Date published: 2008-08-25
Rated 5 out of 5 by from My Favorite This book is everything one would want. Its a thinker, a romance, mystery, thriller, its scientific and philosophical... Its everything. If you like House of Leaves, Paul Auster, or anything by Chuck Palahniuk, than this book is for you. Steven Hall did a TREMENDOUS job on his first novel, soon to be movie, and I'm highly anticipating his next work. Great job. Highly recommended!
Date published: 2008-07-14
Rated 5 out of 5 by from A Book I Won't Forget Man, this book is absolutely insane. The premise is crazy, but somehow, Hall manages to pass it off as plausible. In a sentence, "The Raw Shark Texts" is about a man who wakes up, and knows absolutely nothing about his life, and sets off on a journey to find out who he is and get himself back. Over his journey, The Second Eric Sanderson finds love, memories, and mysteries of the world that he never knew existed. Written at a comfortable pace for the most part, this novel is generally fairly relaxing to read. At parts, however, the pace picks up so much that I've had to put the book down and take a moment, and say to myself, "Did that really just happen?" I would definitely reccomend this book to anyone who wants a read that will make them really think, and really care about the characters. An awesome beginning, a super story, and a shocking ending.

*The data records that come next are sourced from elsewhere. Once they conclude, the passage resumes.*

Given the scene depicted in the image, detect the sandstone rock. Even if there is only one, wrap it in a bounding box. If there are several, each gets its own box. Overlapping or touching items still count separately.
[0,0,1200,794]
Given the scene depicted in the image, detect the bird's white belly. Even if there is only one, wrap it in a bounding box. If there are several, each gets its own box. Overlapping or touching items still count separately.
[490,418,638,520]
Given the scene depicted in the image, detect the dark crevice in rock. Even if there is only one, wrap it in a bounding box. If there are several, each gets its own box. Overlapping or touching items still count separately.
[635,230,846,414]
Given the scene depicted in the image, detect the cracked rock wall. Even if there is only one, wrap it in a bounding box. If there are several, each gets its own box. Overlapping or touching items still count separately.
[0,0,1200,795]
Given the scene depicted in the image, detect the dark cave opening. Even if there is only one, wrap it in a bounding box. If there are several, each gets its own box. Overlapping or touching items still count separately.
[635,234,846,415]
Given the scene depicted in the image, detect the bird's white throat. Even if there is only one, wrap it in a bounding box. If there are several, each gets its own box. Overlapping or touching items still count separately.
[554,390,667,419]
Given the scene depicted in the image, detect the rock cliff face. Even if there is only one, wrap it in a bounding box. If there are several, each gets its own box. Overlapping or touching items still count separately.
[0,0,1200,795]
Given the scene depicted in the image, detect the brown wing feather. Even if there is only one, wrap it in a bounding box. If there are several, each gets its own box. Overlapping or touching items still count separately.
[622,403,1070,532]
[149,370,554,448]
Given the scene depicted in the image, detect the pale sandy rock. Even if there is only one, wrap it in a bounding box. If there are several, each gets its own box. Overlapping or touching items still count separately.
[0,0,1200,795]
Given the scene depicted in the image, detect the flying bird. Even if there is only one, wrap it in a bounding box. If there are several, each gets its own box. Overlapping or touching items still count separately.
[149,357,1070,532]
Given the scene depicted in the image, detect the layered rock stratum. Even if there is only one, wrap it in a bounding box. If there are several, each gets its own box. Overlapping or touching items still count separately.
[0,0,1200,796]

Date published: 2008-07-12
Rated 4 out of 5 by from Brilliant debut, but... For sheer ballsy creativity The Raw Shark Texts is an incendiary word bomb of conceptual fish, a mad-world hungry-immortal, movie geekdom, Greek tragedy and cats with mundane names. To say there is something lacking in Steven Hall's first novel seems unfair and trite, but I can't shake the feeling that something in Eric Sanderson's relationship with Clio/Scout felt too forced and way too indoctrinated by current gender attitudes. If that was by design I can't imagine what the design was; if it was merely the truth that Hall found in his characters I have to admit that I couldn't see that truth. That could be down to me. Besides, it seems a petty complaint when weighed against the moments of sheer genius in Steven Hall's debut. I know I will be back for multiple reads because there are so many questions I need to examine again and again. I almost started listing them here, but instead I will simply provide words for which I am compelled to seek answers. Dr. Ryan Mitchell. Dr. Randle. Mycroft Ward. Ian. Greg. Ludovician (one of the all time great antagonists in any novel -- ever). Eric Richardson the first, the other, the second. The Raw Shark Texts is a rich mine of thought that I look forward to returning to, and Steven Hall is threatening to enter the rarefied upper region of my personal literary canon. I just hope he doesn't slip in the direction of Chuck Pahlaniuk with his next work. Promising beginnings can so often become failure to live up to potential. Oh well, who cares? I'll always have The Raw Shark Texts to enjoy if the future doesn't work out.